The beauty of hydroponics is that it’s customizable to your space. You may set up a system in a basement with grow lights and cultivate lettuce and cherry tomatoes through the winter. The urban agricultural possibilities are endless!

Make Compost

A woman on a balcony empties kitchen scraps from a bowl into a compost bin, starting the process of composting in a small urban space.
Rich, crumbly humus boosts plants in containers efficiently.

All that extra garden debris has to go somewhere! Composting is a great way to repurpose it and reduce your waste output. Instead of throwing dead leaves, stems, and roots in the trash, compost them to turn them into rich, crumbly humus

Compost works by fostering beneficial bacteria, fungi, and microbes. Alongside worms and fly larvae, the microbes consume the waste and turn it into nutrients that plants can access. When the pile is done, you may lay the finished compost on the soil to feed and insulate nearby plant roots.

Compost works well in containers and raised beds, too. Simply lay it on the area in a layer two to three inches thick. Water it well, and let the site settle for a week or two before planting directly into the compost. 

Urban Growing Challenges

Urban agriculture isn’t all sunshine and roses. It can be extremely challenging! Know what you’re in for, and consider these challenges first before diving into growing crops. 

Soil Quality

A scientist wearing white gloves carefully collects a soil sample into a clear test tube for analysis.
Testing soil reveals toxins and nutrient imbalances clearly.

Many urban soils are dense and hard, as the building process compacts and flattens the ground. The hard, clay-rich dirt is impossible to grow in. You’ll need to amend it continuously with compost. Over time, the dirt will become more alive and crumbly.

Another concern is toxins that are common in cities. Paints, oils, and industrial processes generate heavy metals and toxins that reside in the soil. Some plants may pull these metals into their stems through the roots, which makes them harmful to consume.

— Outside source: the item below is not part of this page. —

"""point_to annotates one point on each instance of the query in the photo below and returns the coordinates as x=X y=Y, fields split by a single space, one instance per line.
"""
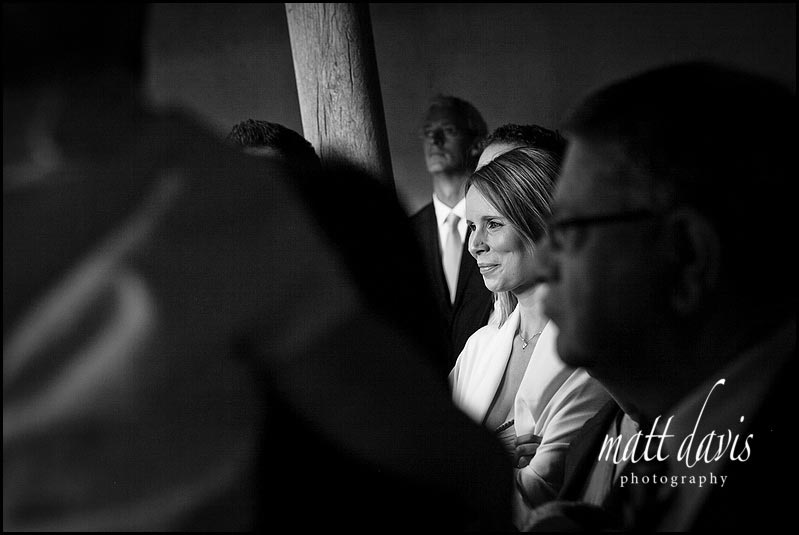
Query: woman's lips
x=487 y=268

A soil test is the best way to know what you’re dealing with. It’ll tell you if there are toxins in the soil, and it’ll inform you of any nutrient deficiencies or surpluses. If toxins are present, consider using raised beds or containers to grow crops above the ground. 

Sun Exposure

Flower pots and a raised bed overflow with a variety of vegetable and herb plants, thriving under the bright full sun in an urban garden.
Six hours minimum keeps plants happy and productive.

A city has lots of skyscrapers, tall buildings, and freeways. These structures create shade, and too much shade is a bad thing in the vegetable garden. Most crops need full sun to grow, and a few thrive in partial shade. 

Know your yard by watching the sun as it travels during the day. Take note of when it hits your yard, and notice where the sunlight falls and for how long. Most crops need full sun to thrive, with at least six hours of daily direct sunlight.

Key Takeaways

  • As with all gardens, knowing your space is key to growing crops in an urban agriculture environment. 
  • Chart the sun’s path in your yard, and take a soil test to see what’s in the dirt before planting. 
  • Use raised beds, vertical growing, pots, and hydroponics to work around the challenges of urban agriculture. 
  • Is your roof strong and empty? Consider making a garden on it!